[suggestion] llama.cpp CLBlast support.

psugihara / FreeChat

llama.cpp based AI chat app for macOS

https://www.freechat.run

MIT License

425 stars 37 forks source link

[suggestion] llama.cpp CLBlast support. #37

Closed MikeLP closed 9 months ago

MikeLP commented 9 months ago

Is it possible to build llama.cpp (I believe it's your binary freechatserver) with CLBlast support? It supposed to work great on CPU and gives great acceleration for regular Macs!

In case you don't want to change anything, could you please provide instruction how to make/build the freechatserver binary to replace it with my version of llama.cpp

psugihara commented 9 months ago

I build llama.cpp with the LLAMA_NO_ACCELERATE=1 flag because otherwise apple rejects the app in review with a report of using private APIs. Is that what turns on CLBlast support?
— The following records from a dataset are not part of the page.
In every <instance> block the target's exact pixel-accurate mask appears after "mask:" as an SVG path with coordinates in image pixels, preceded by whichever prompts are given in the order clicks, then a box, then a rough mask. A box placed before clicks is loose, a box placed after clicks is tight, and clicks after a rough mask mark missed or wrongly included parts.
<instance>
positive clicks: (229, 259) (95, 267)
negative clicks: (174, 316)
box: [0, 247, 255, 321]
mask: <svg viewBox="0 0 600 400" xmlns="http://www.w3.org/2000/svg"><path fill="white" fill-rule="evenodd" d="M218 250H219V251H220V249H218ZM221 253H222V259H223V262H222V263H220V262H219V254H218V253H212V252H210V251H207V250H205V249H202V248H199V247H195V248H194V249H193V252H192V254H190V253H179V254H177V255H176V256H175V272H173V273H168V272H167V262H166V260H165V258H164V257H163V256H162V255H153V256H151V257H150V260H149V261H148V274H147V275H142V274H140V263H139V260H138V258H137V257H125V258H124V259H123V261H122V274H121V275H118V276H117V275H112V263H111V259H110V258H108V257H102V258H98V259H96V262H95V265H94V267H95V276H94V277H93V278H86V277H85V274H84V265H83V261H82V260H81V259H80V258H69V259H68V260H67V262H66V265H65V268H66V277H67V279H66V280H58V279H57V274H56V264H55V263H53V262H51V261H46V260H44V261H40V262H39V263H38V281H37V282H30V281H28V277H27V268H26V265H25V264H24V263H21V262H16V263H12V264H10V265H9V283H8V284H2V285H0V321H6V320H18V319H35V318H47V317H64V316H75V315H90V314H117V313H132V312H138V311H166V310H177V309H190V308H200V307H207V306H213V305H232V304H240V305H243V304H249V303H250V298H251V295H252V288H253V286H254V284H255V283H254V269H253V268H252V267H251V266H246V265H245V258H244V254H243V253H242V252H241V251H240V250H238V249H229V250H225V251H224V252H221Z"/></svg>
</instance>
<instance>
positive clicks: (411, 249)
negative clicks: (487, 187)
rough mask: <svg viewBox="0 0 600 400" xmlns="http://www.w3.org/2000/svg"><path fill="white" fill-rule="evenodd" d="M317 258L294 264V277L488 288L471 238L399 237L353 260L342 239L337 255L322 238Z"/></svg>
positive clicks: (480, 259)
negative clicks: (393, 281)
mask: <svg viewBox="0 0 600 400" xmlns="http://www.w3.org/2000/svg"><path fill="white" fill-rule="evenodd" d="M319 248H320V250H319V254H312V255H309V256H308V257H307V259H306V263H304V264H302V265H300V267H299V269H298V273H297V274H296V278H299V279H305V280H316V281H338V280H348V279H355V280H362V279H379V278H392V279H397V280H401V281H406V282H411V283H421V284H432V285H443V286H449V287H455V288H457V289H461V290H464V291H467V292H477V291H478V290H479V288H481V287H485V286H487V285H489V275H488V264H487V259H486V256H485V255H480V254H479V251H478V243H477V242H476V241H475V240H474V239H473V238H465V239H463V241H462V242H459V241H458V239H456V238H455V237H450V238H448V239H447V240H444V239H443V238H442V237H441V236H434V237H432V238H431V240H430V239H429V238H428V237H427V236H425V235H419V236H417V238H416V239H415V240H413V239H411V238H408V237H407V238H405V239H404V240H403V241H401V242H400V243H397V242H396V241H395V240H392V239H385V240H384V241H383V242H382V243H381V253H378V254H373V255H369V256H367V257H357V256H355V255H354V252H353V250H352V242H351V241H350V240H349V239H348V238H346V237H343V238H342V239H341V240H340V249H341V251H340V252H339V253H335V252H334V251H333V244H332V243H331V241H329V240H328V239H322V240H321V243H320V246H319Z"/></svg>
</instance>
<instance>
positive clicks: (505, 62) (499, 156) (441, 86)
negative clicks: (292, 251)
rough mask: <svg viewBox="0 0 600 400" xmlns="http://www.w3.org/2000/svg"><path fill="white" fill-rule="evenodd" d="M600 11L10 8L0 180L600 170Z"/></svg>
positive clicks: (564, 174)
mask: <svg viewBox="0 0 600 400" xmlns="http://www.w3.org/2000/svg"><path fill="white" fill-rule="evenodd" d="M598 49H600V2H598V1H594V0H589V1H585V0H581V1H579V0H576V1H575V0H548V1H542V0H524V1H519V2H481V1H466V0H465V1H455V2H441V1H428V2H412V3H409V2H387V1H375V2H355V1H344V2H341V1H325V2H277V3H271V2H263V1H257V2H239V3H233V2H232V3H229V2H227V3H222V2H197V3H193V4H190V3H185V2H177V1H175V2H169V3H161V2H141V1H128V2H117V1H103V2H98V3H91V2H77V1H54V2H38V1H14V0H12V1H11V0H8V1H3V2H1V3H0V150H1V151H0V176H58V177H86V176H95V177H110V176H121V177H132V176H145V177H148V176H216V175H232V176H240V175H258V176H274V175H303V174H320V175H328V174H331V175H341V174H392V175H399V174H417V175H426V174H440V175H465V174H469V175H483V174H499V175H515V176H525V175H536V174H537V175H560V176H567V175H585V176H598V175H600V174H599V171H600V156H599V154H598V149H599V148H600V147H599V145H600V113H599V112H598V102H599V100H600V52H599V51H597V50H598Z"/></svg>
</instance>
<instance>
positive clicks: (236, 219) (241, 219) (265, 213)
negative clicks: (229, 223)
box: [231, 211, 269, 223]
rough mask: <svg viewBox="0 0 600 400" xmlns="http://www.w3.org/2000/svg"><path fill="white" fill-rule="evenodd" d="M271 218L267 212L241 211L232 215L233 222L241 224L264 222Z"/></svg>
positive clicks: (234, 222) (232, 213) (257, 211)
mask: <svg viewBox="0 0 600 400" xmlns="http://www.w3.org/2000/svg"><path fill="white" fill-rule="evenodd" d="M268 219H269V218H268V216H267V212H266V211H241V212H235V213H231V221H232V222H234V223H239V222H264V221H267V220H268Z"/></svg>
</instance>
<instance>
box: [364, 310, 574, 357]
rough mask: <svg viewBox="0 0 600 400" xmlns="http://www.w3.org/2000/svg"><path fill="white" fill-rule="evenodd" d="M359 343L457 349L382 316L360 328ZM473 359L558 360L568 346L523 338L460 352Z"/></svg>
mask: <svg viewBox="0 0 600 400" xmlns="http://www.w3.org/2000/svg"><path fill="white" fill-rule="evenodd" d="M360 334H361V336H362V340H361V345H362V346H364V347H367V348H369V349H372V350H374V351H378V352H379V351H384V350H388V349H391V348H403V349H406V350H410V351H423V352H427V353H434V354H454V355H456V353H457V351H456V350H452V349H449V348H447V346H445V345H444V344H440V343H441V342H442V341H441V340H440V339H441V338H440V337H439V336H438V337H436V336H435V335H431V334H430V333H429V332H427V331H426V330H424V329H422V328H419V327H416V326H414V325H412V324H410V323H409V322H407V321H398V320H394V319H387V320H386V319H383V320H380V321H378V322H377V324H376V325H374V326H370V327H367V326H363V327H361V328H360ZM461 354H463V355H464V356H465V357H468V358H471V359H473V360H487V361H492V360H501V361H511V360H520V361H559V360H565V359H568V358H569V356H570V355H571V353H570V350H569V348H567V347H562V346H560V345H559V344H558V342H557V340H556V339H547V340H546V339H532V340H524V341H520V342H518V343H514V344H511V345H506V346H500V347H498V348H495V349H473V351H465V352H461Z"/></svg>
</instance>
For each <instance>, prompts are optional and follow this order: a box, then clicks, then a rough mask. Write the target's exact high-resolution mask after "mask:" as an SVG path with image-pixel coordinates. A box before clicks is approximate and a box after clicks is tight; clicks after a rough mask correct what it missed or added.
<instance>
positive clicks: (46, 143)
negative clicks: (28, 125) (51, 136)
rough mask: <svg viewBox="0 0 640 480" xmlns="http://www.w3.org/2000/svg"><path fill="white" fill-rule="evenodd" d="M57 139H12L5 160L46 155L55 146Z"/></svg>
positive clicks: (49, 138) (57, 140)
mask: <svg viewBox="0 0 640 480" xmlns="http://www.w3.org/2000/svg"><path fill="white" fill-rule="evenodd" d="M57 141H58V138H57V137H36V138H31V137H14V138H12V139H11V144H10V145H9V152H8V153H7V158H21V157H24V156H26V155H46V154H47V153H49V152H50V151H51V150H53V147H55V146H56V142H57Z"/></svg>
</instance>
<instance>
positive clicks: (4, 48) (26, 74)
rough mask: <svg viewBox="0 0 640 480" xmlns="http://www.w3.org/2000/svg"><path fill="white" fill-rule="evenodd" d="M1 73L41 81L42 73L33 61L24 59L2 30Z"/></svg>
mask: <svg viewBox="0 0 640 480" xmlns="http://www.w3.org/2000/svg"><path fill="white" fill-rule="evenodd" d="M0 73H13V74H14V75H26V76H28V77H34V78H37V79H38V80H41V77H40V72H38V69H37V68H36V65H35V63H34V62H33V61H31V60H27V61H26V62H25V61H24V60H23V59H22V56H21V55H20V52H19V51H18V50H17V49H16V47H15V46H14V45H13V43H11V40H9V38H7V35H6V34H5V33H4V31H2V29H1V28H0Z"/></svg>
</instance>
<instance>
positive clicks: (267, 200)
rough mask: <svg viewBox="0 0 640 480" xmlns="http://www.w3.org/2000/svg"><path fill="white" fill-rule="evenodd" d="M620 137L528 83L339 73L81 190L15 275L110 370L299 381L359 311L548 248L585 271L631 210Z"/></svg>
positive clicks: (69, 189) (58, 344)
This issue has more details: https://github.com/ggerganov/llama.cpp/issues/3438

If you want to try building locally without that flag, you can pull llama.cpp, run make, then replace freechat/mac/FreeChat/Models/NPC/freechat-server with the produced server binary (I turn that into a universal x86/arm64 binary with lipo but you can just rename server to freechat-server if you just want the one architecture to work). You will also need to copy ggml-metal.metal to the same directory.

Let me know if you see perf gains. For me I didn't see any changes in time to response or tokens/second with the LLAMA_NO_ACCELERATE flag (I'm on m1 pro with 64GB RAM).

sussyboiiii commented 9 months ago

I build llama.cpp with the LLAMA_NO_ACCELERATE=1 flag because otherwise apple rejects the app in review with a report of using private APIs.

I'm not experienced with this but couldn't you just release the app via github and the appstore so you gan get updates earlier on github and use features apple doesn't want?

psugihara commented 9 months ago

Technically I could, but I ideally don't want to support 2 versions of the app and I did not see any performance improvements without that flag. But please let me know if your experience differs and I'll re-asses the trade-off. There are good reasons for them not to allow access to private APIs (OS patches could break the app).

sussyboiiii commented 9 months ago

Fair enough.

MikeLP commented 9 months ago

@psugihara I appreciate your response, I will let you know if it works. I just was concerned that the size of the server and the size of the binary I've built are pretty different.

psugihara commented 9 months ago

yep, should be about half the size of you're just building for one architecture. The lipo command I use just glues 2 together.